"Pure Spam" - Or, a lesson in shared hosting and DNS.
I maintain, or am associated with, a number of websites including some quite high profile and well respected ones. Imagine my shock when one of these disappeared from the Internet (well, Google anyway) entirely overnight.
Logging into Google Webmaster Tools I could see this was the result of a "Manual Action" by Google's team, specifically that my website was considered to be "Pure Spam"
The site appears to use aggressive spam techniques such as automatically generated gibberish, cloaking, scraping content from other websites, and/or other repeated or egregious violations of Google’s quality guidelines.
How could this be? All the content is original, nothing is automatically generated, no cloaking or any other questionable techniques are used.
This was also considered a Site-wide match by Google, meaning that the entire website (including subdomains) were delisted from Google. Even searching for the company by name wouldn't find it.
Use of Shared Hosting
Like many companies, we use virtual machines like those offered by Digital Ocean (there's a coupon here if you want to try them).
With these decided virtual servers you get your own static IP. The problem is, you don't know who's had it before or - when you delete the VM - who gets it next, as they're recycled regularly...
You don't know what the next owner is going to us it for.
Stale DNS
We had a number of subdomains (e.g. <something>.example.com
) which pointed to Digital Ocean IP addresses. When the need for these VMs was gone, we deleted them but, crucially, did not delete the DNS entries.
One of these IP addresses was subsequently used by another Digital Ocean customer to create a website that would certainly meet Google's defininition of "Pure Spam". The trouble is, as well as being accessible on whatever domain name they had pointed to that IP address it was also accessible on our own domain.

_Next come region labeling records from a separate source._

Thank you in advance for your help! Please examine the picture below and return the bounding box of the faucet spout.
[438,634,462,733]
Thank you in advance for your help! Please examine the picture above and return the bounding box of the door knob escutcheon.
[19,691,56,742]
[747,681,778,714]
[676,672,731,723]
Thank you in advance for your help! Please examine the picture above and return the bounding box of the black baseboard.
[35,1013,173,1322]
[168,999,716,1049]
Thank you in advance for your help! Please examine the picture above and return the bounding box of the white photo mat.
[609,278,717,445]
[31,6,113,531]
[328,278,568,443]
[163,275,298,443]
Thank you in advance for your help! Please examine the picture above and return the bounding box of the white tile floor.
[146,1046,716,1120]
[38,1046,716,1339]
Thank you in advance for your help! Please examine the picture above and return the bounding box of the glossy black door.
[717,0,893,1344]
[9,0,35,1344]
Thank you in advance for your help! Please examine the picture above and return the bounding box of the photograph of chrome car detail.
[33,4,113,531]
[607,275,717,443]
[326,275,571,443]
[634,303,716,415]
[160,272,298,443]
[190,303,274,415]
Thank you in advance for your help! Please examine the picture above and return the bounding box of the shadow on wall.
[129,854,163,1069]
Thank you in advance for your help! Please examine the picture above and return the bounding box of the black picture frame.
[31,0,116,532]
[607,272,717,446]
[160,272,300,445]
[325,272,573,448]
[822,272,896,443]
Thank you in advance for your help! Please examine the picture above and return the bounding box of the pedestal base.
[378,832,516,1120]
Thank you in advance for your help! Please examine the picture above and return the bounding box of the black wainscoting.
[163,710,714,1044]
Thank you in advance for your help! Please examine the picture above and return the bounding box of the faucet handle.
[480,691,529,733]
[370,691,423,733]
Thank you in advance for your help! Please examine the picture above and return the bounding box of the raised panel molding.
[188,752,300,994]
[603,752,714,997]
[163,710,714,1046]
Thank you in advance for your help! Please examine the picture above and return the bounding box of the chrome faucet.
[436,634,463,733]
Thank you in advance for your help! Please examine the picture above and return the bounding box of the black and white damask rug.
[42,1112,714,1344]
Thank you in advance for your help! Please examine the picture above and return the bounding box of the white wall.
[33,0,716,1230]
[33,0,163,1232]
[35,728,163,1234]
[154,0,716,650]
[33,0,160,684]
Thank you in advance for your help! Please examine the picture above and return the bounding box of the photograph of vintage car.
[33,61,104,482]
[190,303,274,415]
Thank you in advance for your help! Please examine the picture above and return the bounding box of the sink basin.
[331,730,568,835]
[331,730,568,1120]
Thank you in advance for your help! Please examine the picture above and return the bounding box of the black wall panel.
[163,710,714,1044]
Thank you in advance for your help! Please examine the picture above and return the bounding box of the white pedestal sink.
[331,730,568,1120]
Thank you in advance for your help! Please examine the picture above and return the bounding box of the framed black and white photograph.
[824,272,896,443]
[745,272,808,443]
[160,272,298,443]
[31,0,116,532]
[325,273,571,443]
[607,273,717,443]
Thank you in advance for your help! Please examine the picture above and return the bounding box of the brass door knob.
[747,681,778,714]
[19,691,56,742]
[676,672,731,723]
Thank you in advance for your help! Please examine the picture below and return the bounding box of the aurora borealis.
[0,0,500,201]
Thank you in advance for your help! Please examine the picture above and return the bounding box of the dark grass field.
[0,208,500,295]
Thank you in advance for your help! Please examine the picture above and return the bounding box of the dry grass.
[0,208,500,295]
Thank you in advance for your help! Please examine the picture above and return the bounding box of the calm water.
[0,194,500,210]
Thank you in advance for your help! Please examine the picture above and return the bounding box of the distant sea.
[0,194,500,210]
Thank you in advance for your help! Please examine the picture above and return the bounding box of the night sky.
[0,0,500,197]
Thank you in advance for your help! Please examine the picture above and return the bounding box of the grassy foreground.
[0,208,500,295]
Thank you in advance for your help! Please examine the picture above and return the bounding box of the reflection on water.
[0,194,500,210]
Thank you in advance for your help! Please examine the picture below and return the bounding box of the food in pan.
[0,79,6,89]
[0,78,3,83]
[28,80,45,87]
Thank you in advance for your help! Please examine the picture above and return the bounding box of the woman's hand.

As a result, because some_temporary_unimportant_host.example.com
now presents a webpage containing gibberish, Google tars the whole of example.com
with the same brush, and removed the entire website from the search listings.
No Notifications
Unfortunately, whilst the usual subdomains (like www.example.com
, news.example.com
and help.example.com
) are all registered with Google's Webmaster Tools the domain in this case was not – the reason was simple, it was never used for any sort of web service.
As a result, there was never any report received of misuse of this domain. This is particularly frustrating, if Google had sent a notification (the parent domain was registered) then it would have been acted on immediately.
Moral of the story - check your DNS regularly!
If you maintain a large domain with many subdomains, audit your DNS configuration regularly. Make sure there are NO subdomains that point to IP addresses or CNAMEs that are no longer under your control, and ensure any unused domains are removed.
Some random non-web-related experiment like my_new_asterisk.example.com
or couchdb_test.example.com
that lives on an external hosting service for a short time could jeapordise your entire web presence if that domain is allowed to exist longer than necessary, and the IP address is reused for more nefarious purposes.